La nostalgia es el placer de la memoria. Cuando era niño, casi tenía una enfermedad por cada mes del calendario. El nombre a cada una de ellas la ponía un médico del Hospital Militar, y la inyección correspondiente un practicante compañero de mi padre, el capitán Arturo.
Mi madre me acercaba por las tardes a su casa, y él tras unas palabras de circunstancia sacaba una cajita de acero reluciente donde guardaba la jeringuilla de cristal y la aguja. La cajita tenía un pie desmontable que la convertía en hornillo, y con un poco de alcohol, en lo que tardaba en contar un chiste fácil de su gran repertorio profesional, el capitán Arturo conseguía hacer hervir el agua y así esterilizar la jeringuilla y la aguja. Pinchaba en la cápsula que le entregaba mi madre, cargaba el contenido retirando el émbolo, y con un algodón empapado en alcohol culminaba la faena que yo intentaba eludir con el llanto. Como sabía que me dolía más la prevención por la aguja que el dolor en sí, el practicante me golpeaba tres veces con dos dedos en un cachete para despistarme y ponerme la inyección por sorpresa en el otro.

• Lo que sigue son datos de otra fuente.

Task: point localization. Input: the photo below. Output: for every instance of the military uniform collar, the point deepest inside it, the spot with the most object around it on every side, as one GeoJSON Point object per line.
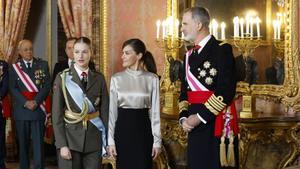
{"type": "Point", "coordinates": [31, 61]}
{"type": "Point", "coordinates": [203, 42]}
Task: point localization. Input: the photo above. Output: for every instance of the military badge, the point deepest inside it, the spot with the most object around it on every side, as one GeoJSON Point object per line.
{"type": "Point", "coordinates": [213, 72]}
{"type": "Point", "coordinates": [97, 101]}
{"type": "Point", "coordinates": [39, 77]}
{"type": "Point", "coordinates": [208, 80]}
{"type": "Point", "coordinates": [206, 64]}
{"type": "Point", "coordinates": [202, 73]}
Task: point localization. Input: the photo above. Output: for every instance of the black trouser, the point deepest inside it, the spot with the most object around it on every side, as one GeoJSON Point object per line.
{"type": "Point", "coordinates": [2, 141]}
{"type": "Point", "coordinates": [33, 129]}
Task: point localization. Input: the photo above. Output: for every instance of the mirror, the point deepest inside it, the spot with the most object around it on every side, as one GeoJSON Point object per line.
{"type": "Point", "coordinates": [269, 68]}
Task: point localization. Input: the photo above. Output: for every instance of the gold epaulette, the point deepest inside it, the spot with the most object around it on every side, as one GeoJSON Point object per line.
{"type": "Point", "coordinates": [222, 43]}
{"type": "Point", "coordinates": [183, 105]}
{"type": "Point", "coordinates": [215, 104]}
{"type": "Point", "coordinates": [72, 118]}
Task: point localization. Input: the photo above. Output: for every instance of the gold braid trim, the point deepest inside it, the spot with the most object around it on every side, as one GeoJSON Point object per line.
{"type": "Point", "coordinates": [215, 104]}
{"type": "Point", "coordinates": [218, 101]}
{"type": "Point", "coordinates": [210, 108]}
{"type": "Point", "coordinates": [183, 105]}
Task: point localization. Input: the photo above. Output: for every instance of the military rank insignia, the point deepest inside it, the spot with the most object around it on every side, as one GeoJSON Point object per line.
{"type": "Point", "coordinates": [97, 101]}
{"type": "Point", "coordinates": [39, 77]}
{"type": "Point", "coordinates": [208, 73]}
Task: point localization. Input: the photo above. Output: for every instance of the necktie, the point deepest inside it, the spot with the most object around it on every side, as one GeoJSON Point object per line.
{"type": "Point", "coordinates": [196, 48]}
{"type": "Point", "coordinates": [84, 79]}
{"type": "Point", "coordinates": [28, 65]}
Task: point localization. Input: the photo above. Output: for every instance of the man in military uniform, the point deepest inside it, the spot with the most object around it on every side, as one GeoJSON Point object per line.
{"type": "Point", "coordinates": [80, 130]}
{"type": "Point", "coordinates": [29, 83]}
{"type": "Point", "coordinates": [3, 114]}
{"type": "Point", "coordinates": [207, 90]}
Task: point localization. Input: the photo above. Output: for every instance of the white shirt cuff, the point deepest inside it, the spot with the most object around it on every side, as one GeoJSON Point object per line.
{"type": "Point", "coordinates": [181, 120]}
{"type": "Point", "coordinates": [201, 119]}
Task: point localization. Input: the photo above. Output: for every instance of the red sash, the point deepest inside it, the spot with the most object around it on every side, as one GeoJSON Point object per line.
{"type": "Point", "coordinates": [6, 107]}
{"type": "Point", "coordinates": [32, 92]}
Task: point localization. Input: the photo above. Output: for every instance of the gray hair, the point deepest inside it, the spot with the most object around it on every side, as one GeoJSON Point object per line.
{"type": "Point", "coordinates": [200, 15]}
{"type": "Point", "coordinates": [20, 44]}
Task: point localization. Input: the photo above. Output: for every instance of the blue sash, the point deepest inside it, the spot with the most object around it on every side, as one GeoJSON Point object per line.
{"type": "Point", "coordinates": [79, 97]}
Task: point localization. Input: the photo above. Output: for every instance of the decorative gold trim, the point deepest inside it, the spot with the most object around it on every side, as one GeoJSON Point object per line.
{"type": "Point", "coordinates": [257, 133]}
{"type": "Point", "coordinates": [288, 93]}
{"type": "Point", "coordinates": [49, 35]}
{"type": "Point", "coordinates": [104, 60]}
{"type": "Point", "coordinates": [183, 105]}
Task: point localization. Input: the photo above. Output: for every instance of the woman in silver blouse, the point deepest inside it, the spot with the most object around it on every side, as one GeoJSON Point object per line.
{"type": "Point", "coordinates": [134, 113]}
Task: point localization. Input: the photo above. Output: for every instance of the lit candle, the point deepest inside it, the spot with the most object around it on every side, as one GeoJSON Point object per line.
{"type": "Point", "coordinates": [157, 28]}
{"type": "Point", "coordinates": [170, 26]}
{"type": "Point", "coordinates": [275, 29]}
{"type": "Point", "coordinates": [223, 25]}
{"type": "Point", "coordinates": [278, 29]}
{"type": "Point", "coordinates": [279, 16]}
{"type": "Point", "coordinates": [257, 20]}
{"type": "Point", "coordinates": [215, 28]}
{"type": "Point", "coordinates": [247, 24]}
{"type": "Point", "coordinates": [177, 28]}
{"type": "Point", "coordinates": [164, 28]}
{"type": "Point", "coordinates": [242, 21]}
{"type": "Point", "coordinates": [251, 26]}
{"type": "Point", "coordinates": [236, 27]}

Hoy he visto por televisión un reportaje sobre la vacunación contra el papiloma en las niñas andaluzas. El ATS lo primero que hace es ponerse guantes de látex antes de tocar a la paciente (que se supone aún no tiene ninguna enfermedad, ¿o la tiene el médico?). Luego coge una cajita de cartón donde viene ya preparada la vacuna dentro de una jeringuilla de plástico, también desechable. Le quita el precinto, le pone una aguja (desechable) y la aplica con un algodón mojado en alcohol en el brazo. Todos estos residuos luego los tira a un contenedor amarillo especial de restos biológicos.
Con tan pocas prevenciones no sé cómo antes no nos moríamos en masa. Tampoco los niños hoy lloran mucho; saben que les sirve de poco.